Democratic presidential contender Sen. Elizabeth Warren, D-Mass., has yet to provide a detailed funding plan for her Medicare for All program because determining a price tag is difficult to figure out, though some health experts have an idea of what would work, reports NBC News.
According to liberal think tank Urban Institute, a full scale "Medicare for All" program is the costliest of healthcare proposals at $34 trillion over a decade.
Robert Pollin, an economics professor at the University of Massachusetts who has conducted cost estimates, says federal spending would bump up to $2.9 trillion a year.
Pollin's study was funded by the National Nurses United, which has backed Sen.

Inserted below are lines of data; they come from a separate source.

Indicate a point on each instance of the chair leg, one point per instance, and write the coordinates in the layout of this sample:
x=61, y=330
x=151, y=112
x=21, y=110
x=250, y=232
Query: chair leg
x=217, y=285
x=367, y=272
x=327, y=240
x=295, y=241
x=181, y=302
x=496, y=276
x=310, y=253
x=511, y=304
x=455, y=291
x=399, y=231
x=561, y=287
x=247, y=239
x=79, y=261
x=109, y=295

Bernie Sanders, I-Vt., and supports Medicare-for-All. His plan calls for eliminating 19% of total healthcare spending, with 9% of savings coming from reducing administrative costs.
"It's easy to design a system in which middle-class households will pay less, because the system costs less," Pollin said. "The other stuff is details."
Federal spending on healthcare under current law is $1.3 trillion.
Warren's campaign Wednesday said the Massachusetts lawmaker was "reviewing the revenue options suggested by the 2016 Bernie campaign along with other revenue options. But she will only support pay-fors that meet the principles she has laid out in multiple debates," according to CNN.